Having been to the brink and back, these days, she has made it her mission to advocate and educate, particularly on college campuses across the country.

“The major age of onset for mood disorders is late teens, early 20s,” says Jamison, who also sits on the advisory board of the National Network of Depression Centers, a mental-health network working to transform the field of depressive illness and related mood disorders. “It’s a hard disease, but it’s a common disease. People consistently underestimate how serious these illnesses are. They also don’t understand how treatable they are.”

While Jamison chose to come clean, she advises others to think it through before coming forward. “You don’t know what the consequences are going to be,” she says. “In many instances, people find it has a freeing effect, but you don’t know how people are going to take it. I’ve had incredible support from my colleagues and friends, but there were also people who have said wicked things—there’s a lot of animosity out there. It’s not simple; it’s not straightforward.”

And yet, thanks to her breaking the silence, she is widely credited with helping to lift the stigma often associated with mental illness. “That she has been so accomplished has got to challenge people’s assumptions about bipolar disorder,” says Karen Swartz.

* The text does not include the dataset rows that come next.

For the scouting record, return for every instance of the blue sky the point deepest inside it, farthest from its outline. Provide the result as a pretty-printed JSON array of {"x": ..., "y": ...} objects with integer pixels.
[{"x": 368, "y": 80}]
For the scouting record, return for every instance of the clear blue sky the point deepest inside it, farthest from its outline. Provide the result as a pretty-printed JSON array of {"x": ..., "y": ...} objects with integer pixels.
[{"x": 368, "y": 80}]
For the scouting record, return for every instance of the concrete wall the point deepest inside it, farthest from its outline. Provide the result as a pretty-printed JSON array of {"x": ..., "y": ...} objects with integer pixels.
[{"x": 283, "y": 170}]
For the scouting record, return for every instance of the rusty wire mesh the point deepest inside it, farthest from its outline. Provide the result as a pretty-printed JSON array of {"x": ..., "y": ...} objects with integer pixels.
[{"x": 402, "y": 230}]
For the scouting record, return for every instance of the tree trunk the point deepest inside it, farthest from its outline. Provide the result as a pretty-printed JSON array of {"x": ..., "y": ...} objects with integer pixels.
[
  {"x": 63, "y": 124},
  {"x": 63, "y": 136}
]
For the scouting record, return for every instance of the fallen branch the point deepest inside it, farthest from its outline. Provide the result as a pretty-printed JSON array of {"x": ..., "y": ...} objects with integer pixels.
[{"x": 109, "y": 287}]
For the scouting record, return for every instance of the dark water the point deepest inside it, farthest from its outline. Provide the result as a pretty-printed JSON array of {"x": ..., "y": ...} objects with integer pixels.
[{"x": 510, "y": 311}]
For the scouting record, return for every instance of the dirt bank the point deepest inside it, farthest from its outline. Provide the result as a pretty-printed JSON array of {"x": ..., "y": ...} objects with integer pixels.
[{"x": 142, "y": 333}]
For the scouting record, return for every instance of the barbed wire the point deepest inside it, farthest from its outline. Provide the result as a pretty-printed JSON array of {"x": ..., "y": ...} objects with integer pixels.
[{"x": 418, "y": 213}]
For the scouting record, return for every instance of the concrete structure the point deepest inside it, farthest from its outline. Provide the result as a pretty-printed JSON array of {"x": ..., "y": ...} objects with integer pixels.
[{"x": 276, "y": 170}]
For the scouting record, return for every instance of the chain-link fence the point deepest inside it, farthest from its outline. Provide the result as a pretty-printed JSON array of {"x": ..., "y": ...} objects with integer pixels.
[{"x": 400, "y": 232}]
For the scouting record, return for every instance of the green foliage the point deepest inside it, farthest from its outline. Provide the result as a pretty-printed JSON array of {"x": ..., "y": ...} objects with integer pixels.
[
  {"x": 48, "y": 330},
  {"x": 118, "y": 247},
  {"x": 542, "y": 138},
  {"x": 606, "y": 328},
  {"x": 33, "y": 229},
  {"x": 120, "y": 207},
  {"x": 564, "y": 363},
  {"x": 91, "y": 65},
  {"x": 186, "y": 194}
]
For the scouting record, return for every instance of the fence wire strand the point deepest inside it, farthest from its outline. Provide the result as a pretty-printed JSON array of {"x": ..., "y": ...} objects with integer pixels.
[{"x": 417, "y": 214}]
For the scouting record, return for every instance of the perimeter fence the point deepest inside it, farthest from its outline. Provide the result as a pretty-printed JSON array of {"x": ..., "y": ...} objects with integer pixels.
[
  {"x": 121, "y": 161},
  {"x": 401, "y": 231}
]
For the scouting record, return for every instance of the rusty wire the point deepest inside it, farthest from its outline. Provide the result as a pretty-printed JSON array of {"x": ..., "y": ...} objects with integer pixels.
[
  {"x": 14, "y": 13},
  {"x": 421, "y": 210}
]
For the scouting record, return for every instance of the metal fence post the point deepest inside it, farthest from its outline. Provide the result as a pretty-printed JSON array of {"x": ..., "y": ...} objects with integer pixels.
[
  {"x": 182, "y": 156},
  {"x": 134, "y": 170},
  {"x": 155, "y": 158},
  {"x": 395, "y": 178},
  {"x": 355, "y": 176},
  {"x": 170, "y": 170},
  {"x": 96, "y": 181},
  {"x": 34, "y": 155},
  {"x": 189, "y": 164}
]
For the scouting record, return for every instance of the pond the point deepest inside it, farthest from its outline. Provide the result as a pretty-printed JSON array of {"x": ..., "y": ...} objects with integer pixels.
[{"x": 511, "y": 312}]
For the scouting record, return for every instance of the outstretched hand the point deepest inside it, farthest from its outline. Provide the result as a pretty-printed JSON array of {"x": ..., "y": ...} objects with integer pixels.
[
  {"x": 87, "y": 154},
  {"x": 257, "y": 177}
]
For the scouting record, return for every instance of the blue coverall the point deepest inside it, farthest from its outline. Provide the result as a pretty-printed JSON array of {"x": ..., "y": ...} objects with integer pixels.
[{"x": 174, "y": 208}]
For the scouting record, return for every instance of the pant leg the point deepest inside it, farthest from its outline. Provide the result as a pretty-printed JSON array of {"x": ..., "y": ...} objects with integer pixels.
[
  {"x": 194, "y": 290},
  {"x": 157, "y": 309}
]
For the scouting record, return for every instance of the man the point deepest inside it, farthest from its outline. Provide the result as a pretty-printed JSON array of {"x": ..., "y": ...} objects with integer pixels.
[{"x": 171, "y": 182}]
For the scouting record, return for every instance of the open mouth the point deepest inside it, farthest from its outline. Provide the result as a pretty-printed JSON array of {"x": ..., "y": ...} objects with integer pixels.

Despite her severe illness, Jamison is undaunted. “I’ve had a great life and would have no cause to complain at all,” says Jamison. “One of the things my mother believed is that you absolutely have to play the hand you’ve been dealt and not sit around wishing your cards were different. In life, you are dealt high cards and low cards, but it’s really about how you put them on the table and use them to help other people.”